'Chipping' your car may have unwanted side effects, advises Jack Biddle
My ears pricked up when I overheard a group of motor vehicle enthusiasts talking about the benefits of having an engine’s electronic computer control unit “chipped” to improve engine performance. Apparently one owned a turbocharged diesel-powered vehicle that he felt lacked top-end performance.
The vehicle was not long out of its new-vehicle warranty and so free of any distributor warranty restrictions, which the owner felt made it an ideal candidate for performance enhancement.
I wasn’t as convinced and wondered if the risks of this modification had been worked through. The vehicle was basically a mass-produced motor vehicle designed for more day-to-day tasks rather than anything that required top-end performance.
If anything, its initial claim to fame was centred more around price than performance — another reason to raise my eyebrows.
“Chipping” is a fancy word for tampering with a manufacturer’s pre-set programme in the computer. Research and development teams ensure mechanical components are not overly stressed and not on the limit of their capabilities for even the shortest time.
Priority is also placed on smooth performance in urban and highway driving conditions while meeting consumer expectation of reasonably good fuel consumption.
The other pressure on manufacturers is to meet independent, strict and non-negotiable global tailpipe emission standards for a particular market.
Manufacturers spend millions of R&D dollars to deliver the best all-round package in the hope a vehicle will deliver long-term reliability.

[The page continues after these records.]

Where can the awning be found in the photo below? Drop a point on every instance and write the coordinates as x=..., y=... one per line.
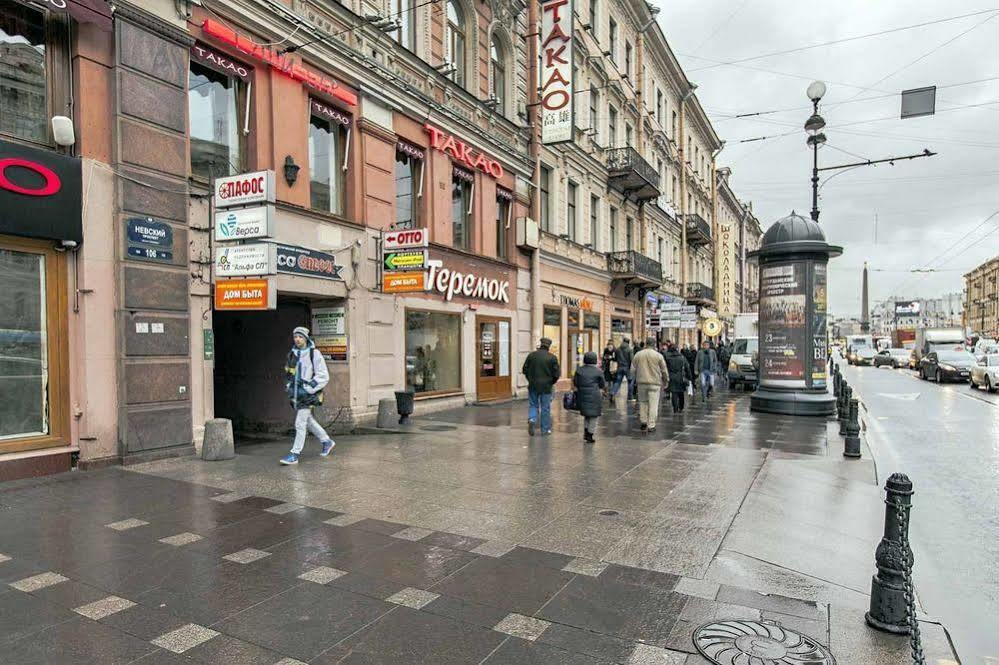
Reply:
x=97, y=12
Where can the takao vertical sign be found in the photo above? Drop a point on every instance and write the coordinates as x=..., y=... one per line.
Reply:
x=557, y=93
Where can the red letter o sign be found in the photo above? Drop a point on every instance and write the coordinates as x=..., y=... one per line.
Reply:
x=52, y=182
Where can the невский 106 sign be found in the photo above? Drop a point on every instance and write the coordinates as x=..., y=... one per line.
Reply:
x=557, y=94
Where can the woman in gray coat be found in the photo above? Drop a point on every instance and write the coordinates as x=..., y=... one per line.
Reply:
x=589, y=384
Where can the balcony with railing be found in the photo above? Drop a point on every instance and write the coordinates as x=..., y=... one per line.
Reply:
x=634, y=270
x=698, y=230
x=630, y=174
x=698, y=293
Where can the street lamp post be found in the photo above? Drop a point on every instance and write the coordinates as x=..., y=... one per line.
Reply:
x=816, y=90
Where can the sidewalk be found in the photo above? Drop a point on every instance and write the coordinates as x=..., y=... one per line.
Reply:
x=465, y=541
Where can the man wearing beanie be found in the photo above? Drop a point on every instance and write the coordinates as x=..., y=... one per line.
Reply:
x=307, y=376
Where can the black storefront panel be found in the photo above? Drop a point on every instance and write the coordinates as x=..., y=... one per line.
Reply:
x=40, y=194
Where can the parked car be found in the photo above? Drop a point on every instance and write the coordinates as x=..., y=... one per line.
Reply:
x=986, y=373
x=893, y=358
x=947, y=366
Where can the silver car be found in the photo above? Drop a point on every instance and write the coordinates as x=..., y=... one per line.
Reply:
x=986, y=373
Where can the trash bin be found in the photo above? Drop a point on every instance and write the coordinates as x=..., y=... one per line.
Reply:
x=404, y=404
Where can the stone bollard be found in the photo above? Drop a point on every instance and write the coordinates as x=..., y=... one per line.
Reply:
x=889, y=587
x=846, y=395
x=218, y=443
x=851, y=446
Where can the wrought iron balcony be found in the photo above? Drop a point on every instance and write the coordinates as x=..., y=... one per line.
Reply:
x=698, y=230
x=701, y=293
x=630, y=174
x=635, y=270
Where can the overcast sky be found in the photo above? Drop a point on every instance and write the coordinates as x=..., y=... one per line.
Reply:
x=923, y=206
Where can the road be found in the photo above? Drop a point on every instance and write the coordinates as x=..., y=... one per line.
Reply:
x=946, y=438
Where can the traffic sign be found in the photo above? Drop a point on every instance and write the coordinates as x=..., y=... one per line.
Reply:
x=405, y=239
x=413, y=259
x=403, y=282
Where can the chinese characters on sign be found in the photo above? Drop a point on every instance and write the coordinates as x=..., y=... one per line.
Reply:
x=782, y=325
x=557, y=93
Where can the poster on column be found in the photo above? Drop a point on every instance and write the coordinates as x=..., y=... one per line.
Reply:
x=329, y=332
x=783, y=329
x=819, y=341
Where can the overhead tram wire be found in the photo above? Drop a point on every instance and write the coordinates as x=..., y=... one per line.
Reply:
x=844, y=40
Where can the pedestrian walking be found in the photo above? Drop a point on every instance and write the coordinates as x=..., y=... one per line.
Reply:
x=650, y=376
x=542, y=372
x=680, y=376
x=609, y=362
x=704, y=367
x=307, y=377
x=623, y=357
x=589, y=383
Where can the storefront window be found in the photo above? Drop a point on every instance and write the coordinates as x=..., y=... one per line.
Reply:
x=327, y=144
x=461, y=208
x=24, y=366
x=212, y=100
x=408, y=186
x=503, y=199
x=552, y=329
x=23, y=76
x=433, y=351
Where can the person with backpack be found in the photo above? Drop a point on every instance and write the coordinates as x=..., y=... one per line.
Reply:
x=307, y=377
x=589, y=384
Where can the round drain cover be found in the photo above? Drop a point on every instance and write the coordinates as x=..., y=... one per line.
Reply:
x=743, y=641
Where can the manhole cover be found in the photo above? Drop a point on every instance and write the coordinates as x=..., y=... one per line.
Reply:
x=741, y=642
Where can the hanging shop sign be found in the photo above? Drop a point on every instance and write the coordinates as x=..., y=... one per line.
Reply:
x=244, y=223
x=246, y=294
x=454, y=283
x=404, y=239
x=245, y=188
x=557, y=94
x=308, y=262
x=220, y=61
x=282, y=62
x=329, y=332
x=403, y=282
x=244, y=260
x=413, y=259
x=462, y=152
x=40, y=194
x=147, y=239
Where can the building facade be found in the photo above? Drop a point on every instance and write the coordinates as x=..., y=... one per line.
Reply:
x=243, y=169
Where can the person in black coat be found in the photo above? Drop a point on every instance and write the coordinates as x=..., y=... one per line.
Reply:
x=680, y=375
x=589, y=384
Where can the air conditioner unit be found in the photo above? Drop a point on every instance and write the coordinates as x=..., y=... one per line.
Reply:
x=528, y=236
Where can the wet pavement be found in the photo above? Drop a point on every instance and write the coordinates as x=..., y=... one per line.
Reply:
x=946, y=438
x=463, y=541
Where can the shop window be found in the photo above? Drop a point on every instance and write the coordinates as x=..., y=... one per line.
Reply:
x=24, y=76
x=594, y=221
x=213, y=102
x=408, y=186
x=504, y=200
x=433, y=351
x=462, y=196
x=546, y=203
x=552, y=328
x=455, y=41
x=327, y=160
x=497, y=57
x=570, y=210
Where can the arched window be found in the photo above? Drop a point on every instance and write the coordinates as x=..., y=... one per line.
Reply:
x=498, y=61
x=455, y=41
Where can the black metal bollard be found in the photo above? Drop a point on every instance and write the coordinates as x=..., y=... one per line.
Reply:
x=889, y=602
x=851, y=446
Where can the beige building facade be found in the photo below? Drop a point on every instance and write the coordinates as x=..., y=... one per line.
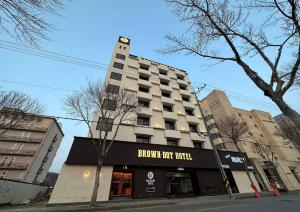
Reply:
x=274, y=157
x=27, y=152
x=166, y=152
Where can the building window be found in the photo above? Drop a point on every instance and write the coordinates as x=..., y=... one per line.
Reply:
x=144, y=89
x=214, y=136
x=166, y=93
x=208, y=117
x=163, y=72
x=197, y=144
x=120, y=56
x=172, y=142
x=4, y=160
x=180, y=77
x=164, y=82
x=211, y=126
x=185, y=98
x=118, y=65
x=144, y=121
x=109, y=104
x=168, y=108
x=193, y=128
x=143, y=139
x=143, y=103
x=114, y=89
x=189, y=111
x=2, y=175
x=104, y=124
x=116, y=76
x=144, y=77
x=169, y=125
x=11, y=160
x=182, y=87
x=144, y=66
x=220, y=146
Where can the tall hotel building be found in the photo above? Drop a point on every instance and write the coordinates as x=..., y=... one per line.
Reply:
x=166, y=153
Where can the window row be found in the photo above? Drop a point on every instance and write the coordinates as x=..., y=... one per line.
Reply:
x=141, y=138
x=143, y=67
x=145, y=103
x=106, y=124
x=161, y=71
x=117, y=76
x=169, y=124
x=162, y=81
x=164, y=93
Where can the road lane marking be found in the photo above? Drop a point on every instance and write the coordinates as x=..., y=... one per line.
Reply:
x=223, y=207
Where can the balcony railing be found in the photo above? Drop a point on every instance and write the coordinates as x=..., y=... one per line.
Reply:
x=19, y=166
x=17, y=152
x=17, y=138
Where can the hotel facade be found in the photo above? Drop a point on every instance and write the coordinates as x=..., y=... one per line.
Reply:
x=166, y=153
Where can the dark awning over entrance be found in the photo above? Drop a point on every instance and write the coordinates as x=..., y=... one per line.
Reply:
x=140, y=154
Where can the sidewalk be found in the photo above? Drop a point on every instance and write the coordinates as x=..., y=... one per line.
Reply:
x=117, y=205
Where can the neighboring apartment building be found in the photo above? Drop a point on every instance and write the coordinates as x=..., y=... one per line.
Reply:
x=283, y=120
x=275, y=158
x=27, y=152
x=163, y=155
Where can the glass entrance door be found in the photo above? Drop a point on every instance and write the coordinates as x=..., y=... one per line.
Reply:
x=121, y=184
x=179, y=183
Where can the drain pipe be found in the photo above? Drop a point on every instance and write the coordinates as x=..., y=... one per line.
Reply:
x=225, y=179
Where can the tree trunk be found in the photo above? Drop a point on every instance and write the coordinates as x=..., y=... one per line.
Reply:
x=96, y=184
x=287, y=111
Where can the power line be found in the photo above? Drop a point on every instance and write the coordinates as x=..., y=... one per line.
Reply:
x=248, y=101
x=53, y=57
x=149, y=127
x=36, y=85
x=233, y=93
x=51, y=52
x=91, y=64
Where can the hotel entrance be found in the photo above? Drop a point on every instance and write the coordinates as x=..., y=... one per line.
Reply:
x=121, y=184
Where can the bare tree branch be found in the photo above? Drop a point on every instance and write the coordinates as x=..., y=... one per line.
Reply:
x=246, y=39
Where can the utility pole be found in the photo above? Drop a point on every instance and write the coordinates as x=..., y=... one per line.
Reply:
x=225, y=179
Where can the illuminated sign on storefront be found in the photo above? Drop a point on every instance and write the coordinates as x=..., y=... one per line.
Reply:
x=143, y=153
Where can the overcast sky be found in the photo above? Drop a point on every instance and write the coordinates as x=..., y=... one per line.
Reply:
x=89, y=30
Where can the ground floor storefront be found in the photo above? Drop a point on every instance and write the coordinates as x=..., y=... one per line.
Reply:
x=136, y=170
x=285, y=175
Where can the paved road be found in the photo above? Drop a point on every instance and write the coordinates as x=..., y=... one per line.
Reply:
x=286, y=203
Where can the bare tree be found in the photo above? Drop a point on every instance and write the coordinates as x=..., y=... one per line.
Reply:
x=114, y=107
x=16, y=109
x=249, y=31
x=234, y=129
x=23, y=19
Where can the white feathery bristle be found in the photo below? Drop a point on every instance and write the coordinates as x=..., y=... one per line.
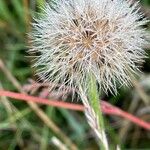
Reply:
x=75, y=37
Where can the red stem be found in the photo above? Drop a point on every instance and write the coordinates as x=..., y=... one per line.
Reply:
x=106, y=107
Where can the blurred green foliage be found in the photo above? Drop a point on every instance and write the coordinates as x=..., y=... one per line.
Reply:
x=20, y=128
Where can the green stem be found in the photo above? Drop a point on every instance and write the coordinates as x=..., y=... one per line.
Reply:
x=93, y=97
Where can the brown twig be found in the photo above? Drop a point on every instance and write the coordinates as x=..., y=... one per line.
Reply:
x=37, y=110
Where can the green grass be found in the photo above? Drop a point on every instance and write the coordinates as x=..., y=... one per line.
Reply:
x=21, y=128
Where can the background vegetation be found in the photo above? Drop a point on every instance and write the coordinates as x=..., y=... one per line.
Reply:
x=22, y=126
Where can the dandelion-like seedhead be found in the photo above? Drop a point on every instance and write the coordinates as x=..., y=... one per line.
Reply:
x=76, y=37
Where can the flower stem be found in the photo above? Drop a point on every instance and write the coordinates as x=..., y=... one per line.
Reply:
x=93, y=96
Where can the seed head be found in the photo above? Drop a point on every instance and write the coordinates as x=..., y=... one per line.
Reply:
x=76, y=37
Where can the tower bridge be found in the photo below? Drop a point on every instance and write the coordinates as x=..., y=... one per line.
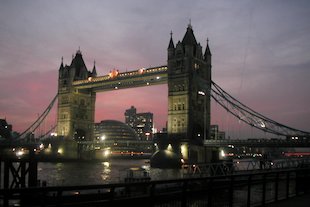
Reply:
x=190, y=88
x=188, y=112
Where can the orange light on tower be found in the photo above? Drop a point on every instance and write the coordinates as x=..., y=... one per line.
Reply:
x=114, y=73
x=141, y=70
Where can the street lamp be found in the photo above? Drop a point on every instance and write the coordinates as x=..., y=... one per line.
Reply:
x=202, y=93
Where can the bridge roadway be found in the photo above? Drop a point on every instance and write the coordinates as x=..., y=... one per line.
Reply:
x=257, y=143
x=116, y=80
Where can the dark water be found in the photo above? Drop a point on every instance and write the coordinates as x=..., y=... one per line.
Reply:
x=87, y=173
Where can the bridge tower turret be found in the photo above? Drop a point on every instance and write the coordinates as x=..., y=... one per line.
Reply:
x=189, y=81
x=76, y=108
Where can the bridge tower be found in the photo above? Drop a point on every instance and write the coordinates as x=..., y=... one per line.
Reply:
x=76, y=108
x=189, y=81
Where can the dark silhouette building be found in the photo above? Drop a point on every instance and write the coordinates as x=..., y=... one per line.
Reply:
x=142, y=123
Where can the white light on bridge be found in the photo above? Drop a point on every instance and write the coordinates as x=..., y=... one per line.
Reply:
x=106, y=152
x=20, y=153
x=201, y=93
x=60, y=151
x=222, y=153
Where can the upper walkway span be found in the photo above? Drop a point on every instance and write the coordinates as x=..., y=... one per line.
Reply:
x=116, y=80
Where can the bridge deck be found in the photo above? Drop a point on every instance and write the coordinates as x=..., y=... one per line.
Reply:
x=257, y=143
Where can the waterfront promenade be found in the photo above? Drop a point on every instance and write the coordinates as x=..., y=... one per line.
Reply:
x=251, y=189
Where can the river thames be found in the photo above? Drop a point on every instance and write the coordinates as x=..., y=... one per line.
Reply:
x=88, y=173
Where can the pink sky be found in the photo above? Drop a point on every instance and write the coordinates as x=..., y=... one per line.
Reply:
x=260, y=54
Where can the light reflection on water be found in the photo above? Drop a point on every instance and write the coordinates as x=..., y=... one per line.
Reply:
x=88, y=173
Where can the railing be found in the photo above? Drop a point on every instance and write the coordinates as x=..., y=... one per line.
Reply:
x=254, y=189
x=230, y=167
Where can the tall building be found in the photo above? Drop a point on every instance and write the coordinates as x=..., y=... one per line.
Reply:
x=130, y=116
x=5, y=129
x=142, y=123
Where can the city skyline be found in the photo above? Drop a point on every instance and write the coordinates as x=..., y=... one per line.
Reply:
x=260, y=53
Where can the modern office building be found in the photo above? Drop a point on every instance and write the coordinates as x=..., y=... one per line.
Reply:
x=142, y=123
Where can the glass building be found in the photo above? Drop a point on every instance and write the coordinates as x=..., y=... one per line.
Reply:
x=114, y=130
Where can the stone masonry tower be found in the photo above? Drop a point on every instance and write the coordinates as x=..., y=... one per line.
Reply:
x=76, y=108
x=189, y=81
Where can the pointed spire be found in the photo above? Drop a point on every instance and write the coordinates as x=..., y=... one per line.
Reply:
x=189, y=37
x=171, y=44
x=94, y=72
x=208, y=51
x=62, y=63
x=190, y=23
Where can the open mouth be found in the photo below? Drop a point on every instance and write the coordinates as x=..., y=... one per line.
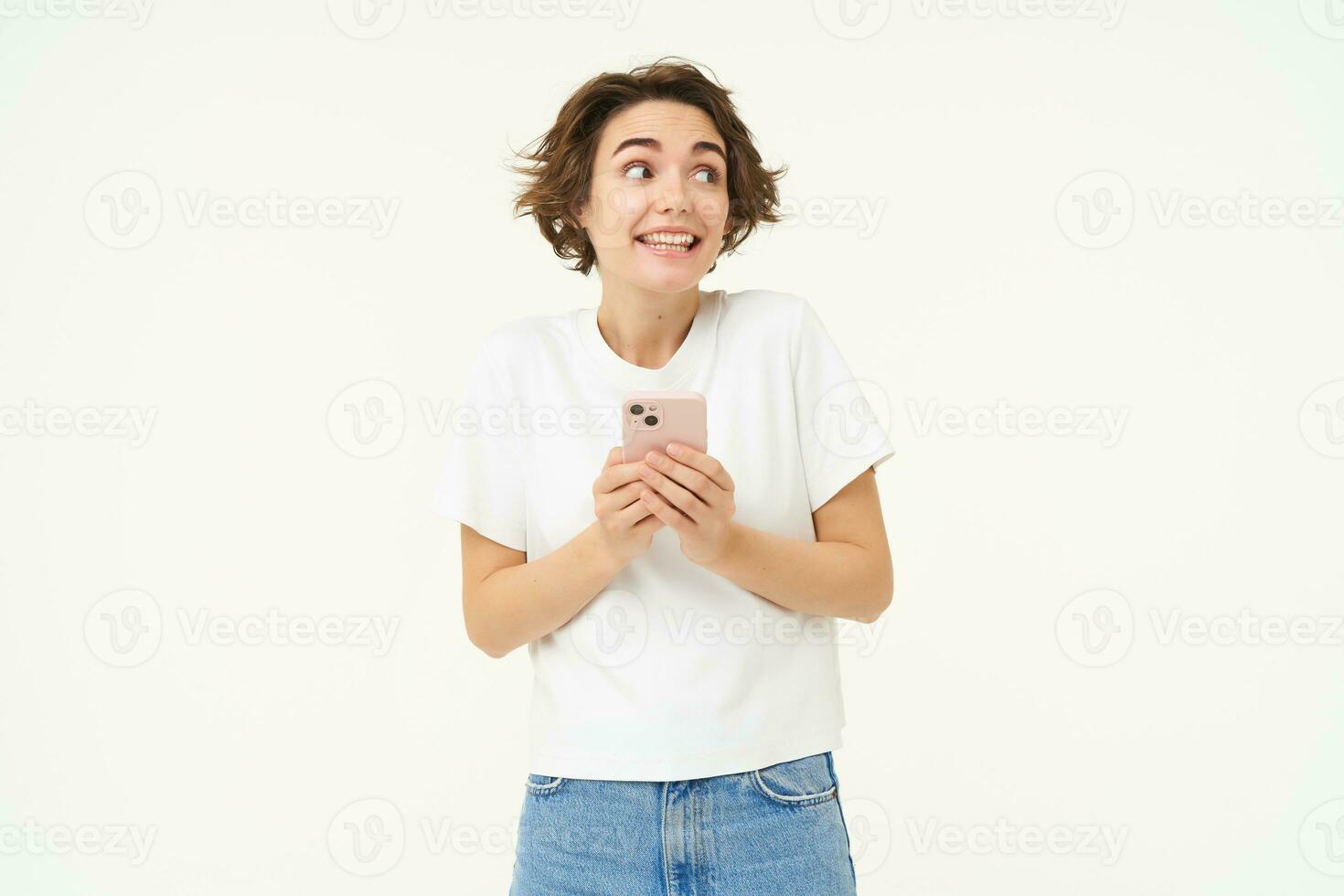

The key word is compromise however: getting that balance just right. The risk owners take when they step outside the standard factory computer settings is the potential benefits in one area of performance being at the detriment of the opposite end of the performance scale.
Endeavouring to increase top-end power output, for example, can not only place unwanted stress on the engine, transmission and components such as turbochargers, it is highly likely to increase overall fuel consumption. Owners may also experience rough running when that top-end power is not required.
With the introduction of electronics in mass-produced engines in recent times, the opportunity has been taken to change an engine’s characteristics under certain conditions.
Sensors are constantly monitoring conditions such as speed, throttle position, engine revs and temperature as well as gear selection. Subtle changes are continuously being made to ensure the best overall performance is achieved.
There’s no doubt top-end performance can be enhanced by tweaking the electronic computer unit and those who specialise in carrying out these modifications are very clever. But they are often focused on one end of the performance ladder and I’m sure they would be the first to acknowledge there may be downsides.
And owners shouldn’t expect the same mechanical warranties when such modifications are carried out.The manufacturer usually knows best what their engines are capable of and how far modifications should or can go.